De même que Donneau de Visé dans la « Conversation des soupçons », d’Aubignac, dans ses Conseils d’Ariste à Célimène sur les moyens de conserver sa réputation (1666), défend l’idée que le meilleur moyen de s’assurer contre la perte de réputation est de conserver une honnêteté irréprochable en tous points : Celles-là même qui possèdent une véritable honnêteté et qui la font régner en souveraine sur toutes leurs actions, qui la suivent et qui ne s'en départent jamais, voient quelquefois leur réputation blessée, ou par une légère imprudence, ou par l'envie de celles qui ne sauraient leur ressembler, ou par la perfidie d'un homme que la résistance aura soulevé contre elles au lieu de la lui rendre vénérable, enfin par une médisance secrètement répandue et dont on ne peut savoir la cause. Non, non, je ne veux pas être garant qu'une vertu sincère et véritable, qu'une conduite sage et sans relâche et qu'une pratique exacte et religieuse de tous les conseils que je prépare en ce discours et de ceux que l'on y pourra joindre puissent conserver une estime inébranlable et rendre une femme assurée contre la calomnie. Mais cette calomnie ne durera pas longtemps quand elle n'aura point de fondement qui la soutienne. C'est une glace du printemps qui sera dissipée avant que de refroidir les bons sentiments de celles qui la mépriseront ; et tant que l'innocence ne changera pas de visage ni d'action, elle ne sera jamais entièrement défigurée ni vaincue; le temps qui la doit manifester est un sage père qui ne l'abandonnera pas; et celles qui n'abandonneront point l'honnêteté qu'elles auront une fois embrassée, qui l'aimeront par elle-même et pour leur propre satisfaction, ne perdront jamais la gloire qui leur en doit revenir (p. 21)

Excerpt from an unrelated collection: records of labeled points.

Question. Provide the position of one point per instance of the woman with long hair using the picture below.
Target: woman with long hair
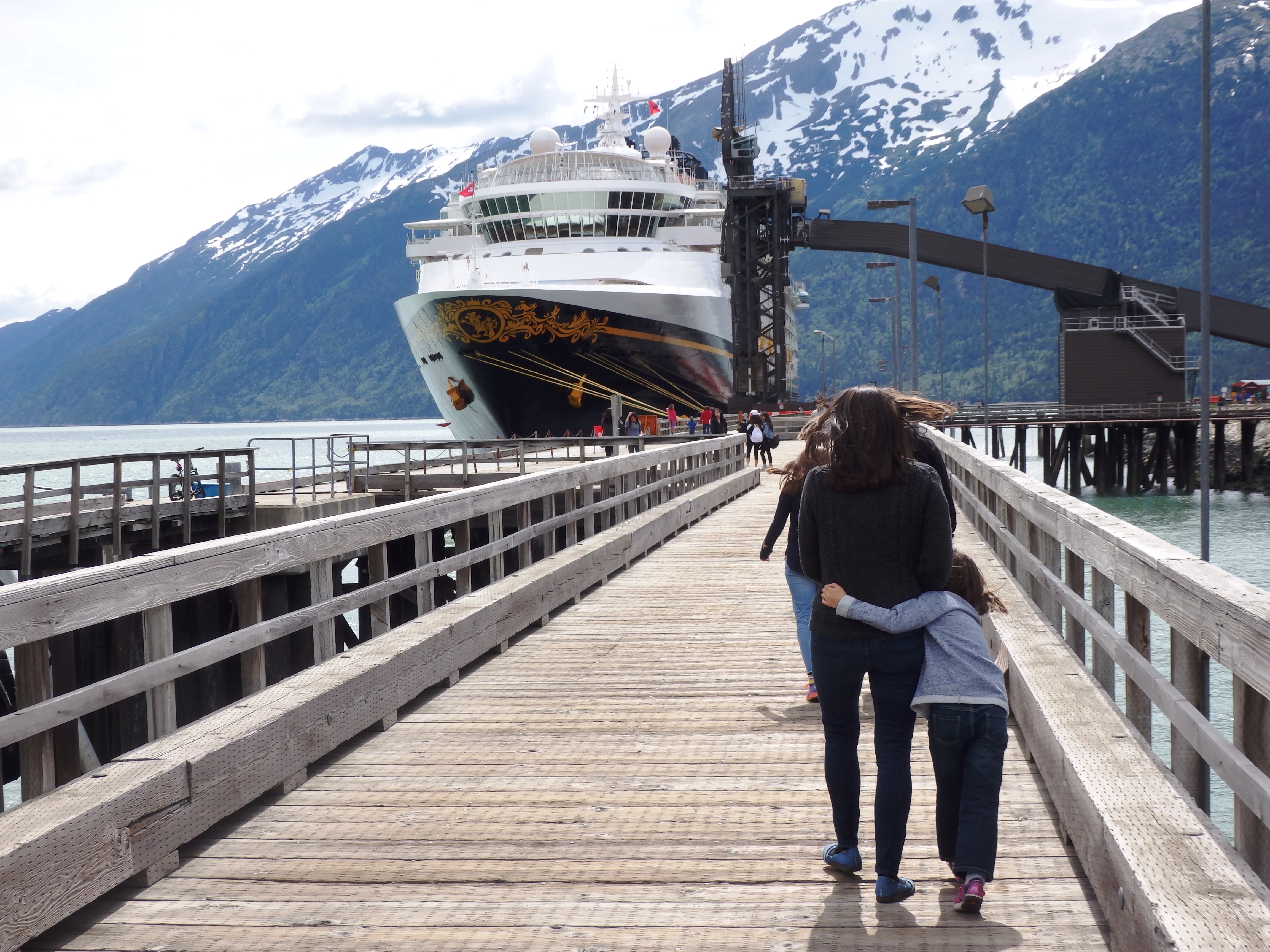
(803, 591)
(876, 522)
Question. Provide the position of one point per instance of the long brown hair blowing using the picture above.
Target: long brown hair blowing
(816, 452)
(967, 581)
(872, 446)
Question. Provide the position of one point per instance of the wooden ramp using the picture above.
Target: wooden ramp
(641, 774)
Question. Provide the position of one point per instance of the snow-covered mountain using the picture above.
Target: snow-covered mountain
(870, 77)
(276, 226)
(841, 91)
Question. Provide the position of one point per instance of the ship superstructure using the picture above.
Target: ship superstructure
(559, 278)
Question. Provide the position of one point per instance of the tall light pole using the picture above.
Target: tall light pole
(912, 280)
(1206, 370)
(897, 370)
(934, 285)
(824, 336)
(978, 201)
(834, 352)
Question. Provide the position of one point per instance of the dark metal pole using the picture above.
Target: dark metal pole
(939, 324)
(985, 325)
(912, 291)
(897, 345)
(1206, 381)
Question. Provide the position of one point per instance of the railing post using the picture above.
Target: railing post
(28, 518)
(1075, 582)
(1104, 604)
(524, 516)
(322, 588)
(1188, 671)
(423, 601)
(462, 532)
(34, 683)
(378, 569)
(1137, 629)
(76, 502)
(1253, 737)
(162, 700)
(497, 567)
(247, 597)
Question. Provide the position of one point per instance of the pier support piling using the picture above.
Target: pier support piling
(1188, 671)
(1253, 737)
(1104, 604)
(1137, 626)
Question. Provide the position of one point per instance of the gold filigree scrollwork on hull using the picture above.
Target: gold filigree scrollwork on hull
(497, 322)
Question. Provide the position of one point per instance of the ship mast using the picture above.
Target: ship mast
(614, 121)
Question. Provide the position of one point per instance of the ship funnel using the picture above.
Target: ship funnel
(657, 141)
(544, 140)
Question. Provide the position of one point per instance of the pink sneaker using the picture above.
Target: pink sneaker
(970, 897)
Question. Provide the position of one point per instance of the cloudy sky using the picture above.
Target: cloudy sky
(129, 126)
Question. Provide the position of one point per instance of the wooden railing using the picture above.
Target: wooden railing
(133, 813)
(576, 503)
(1047, 539)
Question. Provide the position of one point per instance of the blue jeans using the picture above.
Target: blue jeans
(893, 664)
(968, 752)
(803, 593)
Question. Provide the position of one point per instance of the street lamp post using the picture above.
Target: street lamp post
(824, 336)
(1206, 370)
(834, 352)
(934, 285)
(978, 201)
(911, 202)
(897, 369)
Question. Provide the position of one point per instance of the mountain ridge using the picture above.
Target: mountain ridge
(295, 294)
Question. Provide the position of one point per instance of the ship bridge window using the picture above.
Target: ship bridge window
(578, 201)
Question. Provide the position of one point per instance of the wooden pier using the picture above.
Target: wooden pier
(605, 746)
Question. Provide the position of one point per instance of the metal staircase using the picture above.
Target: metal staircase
(1156, 317)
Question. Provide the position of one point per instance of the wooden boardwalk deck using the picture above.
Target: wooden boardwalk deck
(641, 774)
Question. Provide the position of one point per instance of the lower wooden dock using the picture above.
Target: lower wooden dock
(639, 774)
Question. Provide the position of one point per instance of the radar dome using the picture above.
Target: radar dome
(544, 140)
(657, 141)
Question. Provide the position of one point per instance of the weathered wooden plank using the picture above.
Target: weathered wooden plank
(45, 607)
(1131, 823)
(238, 753)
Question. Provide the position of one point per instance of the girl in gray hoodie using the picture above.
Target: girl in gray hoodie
(962, 694)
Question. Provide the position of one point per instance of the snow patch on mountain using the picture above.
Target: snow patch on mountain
(874, 75)
(279, 225)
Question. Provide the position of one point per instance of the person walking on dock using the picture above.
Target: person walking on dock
(770, 441)
(962, 695)
(876, 522)
(802, 588)
(633, 429)
(755, 439)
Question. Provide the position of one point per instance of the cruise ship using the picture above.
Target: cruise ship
(563, 277)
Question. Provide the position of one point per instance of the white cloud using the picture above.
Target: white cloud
(131, 126)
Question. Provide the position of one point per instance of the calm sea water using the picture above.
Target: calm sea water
(1240, 521)
(1239, 542)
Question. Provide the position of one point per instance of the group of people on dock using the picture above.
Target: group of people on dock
(879, 592)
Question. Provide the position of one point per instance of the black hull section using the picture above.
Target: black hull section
(533, 366)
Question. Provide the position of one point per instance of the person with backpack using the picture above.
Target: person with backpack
(770, 440)
(755, 439)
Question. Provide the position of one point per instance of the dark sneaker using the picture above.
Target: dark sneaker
(841, 859)
(970, 897)
(893, 889)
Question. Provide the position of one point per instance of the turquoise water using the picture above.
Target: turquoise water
(1239, 542)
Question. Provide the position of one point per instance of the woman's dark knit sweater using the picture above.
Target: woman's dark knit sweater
(884, 546)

Le sujet est même abordé sur le mode humoristique par Molière, qui renverse la perspective en mettant en scène des personnages masculins obsédés de leur réputation, qu’ils conçoivent comme directement dépendante du comportement de leur épouse :
Dans Le Cocu imaginaire, Sganarelle est particulièrement
préoccupé de la perte de réputation qu’entraîne la conduite de sa femme.
[exemple] “SGANARELLE
Ah! pauvre Sganarelle! à
quelle destinée
Ta réputation est-elle condamnée!
[...] Faut-il que
désormais à deux doigts on te montre,
Qu'on te mette en chansons, et qu'en
toute rencontre
On te rejette au nez le scandaleux affront
Qu'une
femme mal née imprime sur ton front?”
(sc. IX)
“Des maris malheureux,
vous voyez le modèle,
On dérobe l’honneur au pauvre Sganarelle ;
Mais
c’est peu que l’honneur dans mon affliction
L’on me dérobe encor la
réputation”
(sc. XVI)
- dans L’Ecole des maris et L’Ecole des femmes,
Sganarelle et Arnolphe sont scrupuleusement attentifs aux soupçons qui pourraient
s’attacher à la vertu de leur épouse [exemple] “Et celle que
je dois honorer de mon corps
Non seulement doit être et pudique et bien
née,
Il ne faut pas que même elle soit soupçonnée.”
(L’Ecole des
maris, III, 2)
“Songez qu’en vous faisant moitié de ma personne,
C’est
mon honneur, Agnès, que je vous abandonne ;
Que cet honneur est tendre et
se blesse de peu ;”
(Ecole des femmes, III, 2)
“J’y prends pour mon
honneur un notable intérêt :
Je la regarde en femme, aux termes qu’elle en
est ;
Elle n’a pu faillir sans me couvrir de honte,
Et tout ce qu’elle
a fait enfin est sur mon compte.”
(Ecole des femmes, II,
1)
La réputation avant toute chose
Dans le prolongement de cet impératif de préservation de la réputation, une autre idée
va connaître une faveur remarquable : les conséquences désastreuses de la perte de la
bonne renommée amènent à considérer que celle-ci constitue l’élément constitutif
essentiel de l’honnêteté et doit donc être cultivée en priorité, avant même la vertu
authentique.
La maxime 217 de l’édition de 1665 des Maximes de La
Rochefoucauld l’exprime crûment :
« L’honnêteté des femmes est souvent l’amour de leur réputation et de leur repos ».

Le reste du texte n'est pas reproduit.